Una avioneta extranjera se estrelló e incendió en una zona rural de la provincia ecuatoriana de Manabí mientras realizaba un vuelo no autorizado en el que transportaba cocaína, informó el lunes la policía.

El accidente ocurrió en las inmediaciones de la población de Río Bravo, 272 kilómetros al suroeste de Quito, donde efectivos del cuerpo de bomberos rescataron a dos personas con vida.

El fiscal del caso, Marcelo Vásconez, dijo en declaraciones a periodistas que en medio de los restos incinerados “se ha logrado rescatar 35 kilos de cocaína... hay dinero parte incinerado, son quetzales y seguimos levantando indicios”.

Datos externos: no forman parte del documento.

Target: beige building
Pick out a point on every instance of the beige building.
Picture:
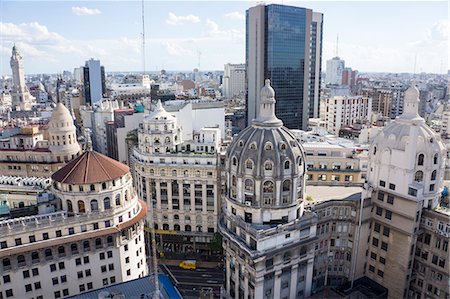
(34, 152)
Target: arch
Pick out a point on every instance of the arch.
(418, 177)
(286, 186)
(69, 206)
(81, 207)
(420, 159)
(268, 192)
(106, 203)
(433, 175)
(249, 186)
(94, 205)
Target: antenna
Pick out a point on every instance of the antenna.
(337, 45)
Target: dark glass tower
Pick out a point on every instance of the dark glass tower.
(284, 44)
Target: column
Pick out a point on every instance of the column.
(308, 278)
(294, 275)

“El estado de una de las personas es crítico debido a las fracturas que tenía en una de sus piernas. La otra persona sólo tenía golpes”, dijo Fabricio Santana, comandante de los bomberos. Ambos fueron hallados fuera de la avioneta, cuyo modelo no se ha logrado identificar porque se incendió casi por completo.

El general Luis Lara, jefe de la policía de Manabí, señaló que los dos sobrevivientes son extranjeros y que se realizan pericias para determinar la nacionalidad tanto de ellos como del aparato que “no tenía ningún plan de vuelo, indudablemente es un vuelo ilícito”. Aseveró que en las cercanías del lugar del accidente, que se produjo la noche del domingo, se detectó una pista clandestina de aterrizaje.

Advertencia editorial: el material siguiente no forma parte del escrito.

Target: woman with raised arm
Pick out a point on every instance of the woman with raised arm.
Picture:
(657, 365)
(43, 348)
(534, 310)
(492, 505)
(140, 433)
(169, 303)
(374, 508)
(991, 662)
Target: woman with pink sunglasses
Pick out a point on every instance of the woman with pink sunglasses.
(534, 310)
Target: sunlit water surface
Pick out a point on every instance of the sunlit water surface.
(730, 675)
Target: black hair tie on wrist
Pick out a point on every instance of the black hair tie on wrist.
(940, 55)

En Ecuador se registran con cierta frecuencia este tipo de accidentes. Uno de los más recordados se produjo en mayo de 2012, cuando sobre un sector rural de la misma provincia cayó una avioneta Cessna que en su interior llevaba a dos personas, tres perros y al menos cuatro millones de dólares.

Desde hace más de una década Ecuador se ha convertido en un centro de acopio y exportación de drogas por parte de grandes carteles del narcotráfico de Colombia y Perú que buscan enviarla a mercados como Estados Unidos y Europa.

El año pasado la policía ecuatoriana decomisó 97 toneladas de drogas, en su mayor parte cocaína.